25 de julho de 2012

Anticoagulation Options for Patients with Heparin-Induced Thrombocytopenia Requiring Renal Support in the Intensive Care Unit

Andrew Davenport

Centre for Nephrology, Division of Medicine, Department of Medicine, Royal Free and University College Medical School, London, UK


World wide, heparins are the most commonly used anticoagulants for renal replacement therapy (RRT). In the intensive care unit (ICU) keeping the RRT circuit patent is more difficult than during routine outpatient hemodialysis, as ICU patients typically have sepsis and/or inflammation resulting in activation of the procoagulant pathways, with reduced antithrombin.
One important cause of repeated RRT circuit clotting is heparin-induced thrombocytopenia (HIT), which should not be overlooked in patients with a reduced platelet count.

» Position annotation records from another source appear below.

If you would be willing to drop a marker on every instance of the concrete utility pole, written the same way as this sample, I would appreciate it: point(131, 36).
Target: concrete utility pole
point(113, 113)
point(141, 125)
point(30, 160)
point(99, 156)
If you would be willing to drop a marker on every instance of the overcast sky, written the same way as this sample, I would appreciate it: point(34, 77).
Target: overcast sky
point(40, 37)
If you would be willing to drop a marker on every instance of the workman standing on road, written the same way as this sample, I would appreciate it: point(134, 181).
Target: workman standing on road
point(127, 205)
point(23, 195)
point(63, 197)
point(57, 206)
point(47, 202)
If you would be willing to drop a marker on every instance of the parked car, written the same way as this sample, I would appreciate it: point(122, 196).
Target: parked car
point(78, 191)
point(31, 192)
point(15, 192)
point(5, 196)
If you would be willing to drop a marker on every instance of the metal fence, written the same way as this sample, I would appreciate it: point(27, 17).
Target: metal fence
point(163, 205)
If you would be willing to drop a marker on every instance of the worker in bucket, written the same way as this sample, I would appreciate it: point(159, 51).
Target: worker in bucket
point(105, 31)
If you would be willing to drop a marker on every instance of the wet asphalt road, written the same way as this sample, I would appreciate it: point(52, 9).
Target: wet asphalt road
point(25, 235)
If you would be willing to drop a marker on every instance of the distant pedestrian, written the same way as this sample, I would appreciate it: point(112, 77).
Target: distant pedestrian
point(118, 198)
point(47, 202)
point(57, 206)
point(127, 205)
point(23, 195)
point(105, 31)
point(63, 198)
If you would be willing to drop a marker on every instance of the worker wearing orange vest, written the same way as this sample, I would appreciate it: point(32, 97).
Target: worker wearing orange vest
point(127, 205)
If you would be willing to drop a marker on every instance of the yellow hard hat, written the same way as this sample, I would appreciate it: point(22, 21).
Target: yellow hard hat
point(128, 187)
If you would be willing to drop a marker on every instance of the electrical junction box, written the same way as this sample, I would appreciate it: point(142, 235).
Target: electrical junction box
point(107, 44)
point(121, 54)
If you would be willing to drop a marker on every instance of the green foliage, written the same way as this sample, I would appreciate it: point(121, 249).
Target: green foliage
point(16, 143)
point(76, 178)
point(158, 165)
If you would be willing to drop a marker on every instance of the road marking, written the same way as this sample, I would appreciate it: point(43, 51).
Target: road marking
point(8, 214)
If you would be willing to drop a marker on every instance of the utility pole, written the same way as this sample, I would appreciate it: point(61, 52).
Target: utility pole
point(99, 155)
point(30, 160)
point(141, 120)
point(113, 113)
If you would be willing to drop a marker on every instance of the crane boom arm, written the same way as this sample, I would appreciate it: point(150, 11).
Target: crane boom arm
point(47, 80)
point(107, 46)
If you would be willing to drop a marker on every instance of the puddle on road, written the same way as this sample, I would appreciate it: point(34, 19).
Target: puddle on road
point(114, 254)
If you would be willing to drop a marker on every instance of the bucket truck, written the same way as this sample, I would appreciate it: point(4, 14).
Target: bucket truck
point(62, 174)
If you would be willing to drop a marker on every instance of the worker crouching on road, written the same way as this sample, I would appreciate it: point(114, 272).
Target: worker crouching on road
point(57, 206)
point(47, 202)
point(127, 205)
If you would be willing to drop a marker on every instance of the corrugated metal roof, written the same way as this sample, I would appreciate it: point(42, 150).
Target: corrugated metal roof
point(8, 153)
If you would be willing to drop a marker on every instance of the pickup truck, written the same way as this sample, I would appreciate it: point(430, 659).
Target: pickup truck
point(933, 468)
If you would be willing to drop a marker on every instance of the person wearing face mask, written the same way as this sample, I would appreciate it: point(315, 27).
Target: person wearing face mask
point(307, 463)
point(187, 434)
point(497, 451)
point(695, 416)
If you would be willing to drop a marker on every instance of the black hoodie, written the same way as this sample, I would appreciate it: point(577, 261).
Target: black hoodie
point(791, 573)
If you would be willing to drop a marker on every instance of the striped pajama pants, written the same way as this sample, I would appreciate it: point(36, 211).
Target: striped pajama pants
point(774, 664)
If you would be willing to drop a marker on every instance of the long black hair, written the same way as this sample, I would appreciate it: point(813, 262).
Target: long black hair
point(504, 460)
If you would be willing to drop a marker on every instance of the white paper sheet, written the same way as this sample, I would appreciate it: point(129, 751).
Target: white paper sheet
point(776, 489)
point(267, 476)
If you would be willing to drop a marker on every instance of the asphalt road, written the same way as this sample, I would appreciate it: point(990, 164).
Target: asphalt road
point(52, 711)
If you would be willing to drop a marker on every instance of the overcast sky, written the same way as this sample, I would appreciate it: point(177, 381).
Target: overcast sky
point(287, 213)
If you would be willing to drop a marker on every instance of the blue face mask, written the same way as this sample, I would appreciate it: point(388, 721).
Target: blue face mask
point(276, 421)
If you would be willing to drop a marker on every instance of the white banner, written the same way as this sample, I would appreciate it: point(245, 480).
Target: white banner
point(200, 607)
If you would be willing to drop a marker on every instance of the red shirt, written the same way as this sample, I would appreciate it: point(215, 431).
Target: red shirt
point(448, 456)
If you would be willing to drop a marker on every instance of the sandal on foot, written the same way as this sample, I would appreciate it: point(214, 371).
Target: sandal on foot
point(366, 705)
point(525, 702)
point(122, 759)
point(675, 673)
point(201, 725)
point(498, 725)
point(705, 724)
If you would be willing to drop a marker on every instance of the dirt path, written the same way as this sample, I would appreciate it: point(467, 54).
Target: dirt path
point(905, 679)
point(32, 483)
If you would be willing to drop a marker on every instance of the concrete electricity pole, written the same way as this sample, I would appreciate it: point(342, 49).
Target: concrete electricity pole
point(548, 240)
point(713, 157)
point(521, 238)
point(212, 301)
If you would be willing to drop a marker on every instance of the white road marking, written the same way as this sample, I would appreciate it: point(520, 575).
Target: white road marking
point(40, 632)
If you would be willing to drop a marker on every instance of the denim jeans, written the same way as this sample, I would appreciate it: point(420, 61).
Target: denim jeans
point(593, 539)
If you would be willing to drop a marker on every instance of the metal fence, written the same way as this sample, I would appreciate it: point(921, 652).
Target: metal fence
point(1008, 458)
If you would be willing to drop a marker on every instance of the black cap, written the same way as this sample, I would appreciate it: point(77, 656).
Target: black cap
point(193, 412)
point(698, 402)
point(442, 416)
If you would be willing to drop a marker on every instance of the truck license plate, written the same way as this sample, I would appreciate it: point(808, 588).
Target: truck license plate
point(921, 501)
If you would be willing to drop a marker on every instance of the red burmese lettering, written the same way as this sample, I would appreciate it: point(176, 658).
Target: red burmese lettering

If HIT is clinically suspected then all heparins should be withdrawn, and the patient systemically anticoagulated with either a direct thrombin inhibitor, such as argatroban and/or hirudin, or the heparinoid danaparoid. The availability and licensing of these alternative anticoagulants varies from country to country. Argatroban has to be continuously infused, which is an advantage for continuous RRT, but not for intermittent RRT, and can be monitored by activated partial thromboplastin time. Hirudin has a prolonged half life, which is extended by hirudin antibodies, and requires specialist monitoring to prevent over anticoagulation. Although the half life of danaparoid is increased in renal failure, it can be given as boluses for intermittent and continuous RRT, or by continuous infusion during continuous RRT, but requires factor Xa monitoring.